Il est établi au vu des tableaux d’évolution de carrière de chacune des deux salariées que Mme Z a subi une perte de salaire de plus de 2700 euros par année pour 2003. En réparation de l’intégralité du préjudice subi du fait du non respect de l’égalité de traitement il convient d’allouer à Mme Z la somme de 15 000 euros de dommages-intérêts.
Le jugement qui l’a déboutée de cette demande sera donc réformé.
Les intérêts au taux légal sont dus sur les indemnités allouées à compter du prononcé du présent arrêt.
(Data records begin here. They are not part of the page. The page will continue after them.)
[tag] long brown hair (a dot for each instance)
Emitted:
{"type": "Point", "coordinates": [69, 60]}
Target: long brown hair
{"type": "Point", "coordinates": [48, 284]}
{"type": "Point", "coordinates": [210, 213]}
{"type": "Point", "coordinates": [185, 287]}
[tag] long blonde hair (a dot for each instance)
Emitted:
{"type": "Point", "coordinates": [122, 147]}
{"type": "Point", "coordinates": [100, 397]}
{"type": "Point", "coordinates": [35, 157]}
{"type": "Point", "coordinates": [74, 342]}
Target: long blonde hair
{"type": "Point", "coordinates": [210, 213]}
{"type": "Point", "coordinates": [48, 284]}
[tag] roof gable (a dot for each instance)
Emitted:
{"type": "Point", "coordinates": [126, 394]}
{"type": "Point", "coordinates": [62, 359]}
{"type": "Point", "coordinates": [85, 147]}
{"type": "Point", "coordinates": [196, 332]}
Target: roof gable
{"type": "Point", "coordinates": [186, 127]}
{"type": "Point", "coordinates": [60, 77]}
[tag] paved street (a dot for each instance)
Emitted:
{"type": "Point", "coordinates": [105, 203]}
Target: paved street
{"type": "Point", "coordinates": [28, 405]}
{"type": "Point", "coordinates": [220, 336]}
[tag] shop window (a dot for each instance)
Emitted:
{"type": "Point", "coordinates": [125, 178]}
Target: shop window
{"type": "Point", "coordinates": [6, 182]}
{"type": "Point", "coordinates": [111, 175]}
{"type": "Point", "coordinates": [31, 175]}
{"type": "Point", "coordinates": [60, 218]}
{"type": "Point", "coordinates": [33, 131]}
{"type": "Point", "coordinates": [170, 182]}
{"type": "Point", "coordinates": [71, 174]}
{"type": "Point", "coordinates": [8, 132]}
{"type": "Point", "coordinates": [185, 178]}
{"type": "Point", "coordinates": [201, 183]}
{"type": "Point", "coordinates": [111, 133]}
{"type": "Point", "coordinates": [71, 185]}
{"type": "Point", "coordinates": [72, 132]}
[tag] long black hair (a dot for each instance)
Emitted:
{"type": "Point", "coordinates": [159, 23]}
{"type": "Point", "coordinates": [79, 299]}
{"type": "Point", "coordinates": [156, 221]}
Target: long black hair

Tenue aux dépens de première instance et d’appel, la société GAN ASSURANCE versera à Mme Z en cause d’appel la somme de 3 000 euros en application de l’article 700 du code de procédure civile.
PAR CES MOTIFS
La cour statuant par arrêt contradictoire mis à la disposition des parties au greffe et rendu en dernier ressort,
CONFIRME le jugement déféré en ce qu’il a jugé que la société GAN ASSURANCES n’a pas respecté son obligation d’organiser les visites médicales obligatoires, a débouté Mme A Z de sa demande au titre d’une discrimination en raison de l’état de santé et a condamné la société GAN ASSURANCES à lui verser une indemnité de procédure et aux dépens ;
Le RÉFORME sur le surplus ;
CONDAMNE la société GAN ASSURANCES à verser à Mme A Z les sommes suivantes :
— 5 000 euros (CINQ MILLE EUROS) de dommages-intérêts pour non respect de l’obligation de sécurité
— 15 000 euros (QUINZE MILLE EUROS) de dommages-intérêts pour non respect du principe 'à travail égal salaire égal', outre intérêts légaux sur les sommes allouées à compter du prononcé du présent arrêt ;
Y ajoutant,
CONDAMNE la société GAN ASSURANCES aux dépens d’appel et à verser à Mme A Z la somme de 3 000 euros (TROIS MILLE EUROS) en application de l’article 700 du code de procédure civile en appel ;
DÉBOUTE la société GAN ASSURANCES de sa demande au titre de l’article 700 du code de procédure civile.
— arrêt prononcé par mise à disposition de l’arrêt au greffe de la cour, les parties en ayant été préalablement avisées dans les conditions prévues au deuxième alinéa de l’article 450 du code de procédure civile,
— signé par madame Marie-Paule DESCARD-MAZABRAUD, président, et par madame Sabine MARÉVILLE, greffier, auquel le magistrat signataire a rendu la minute.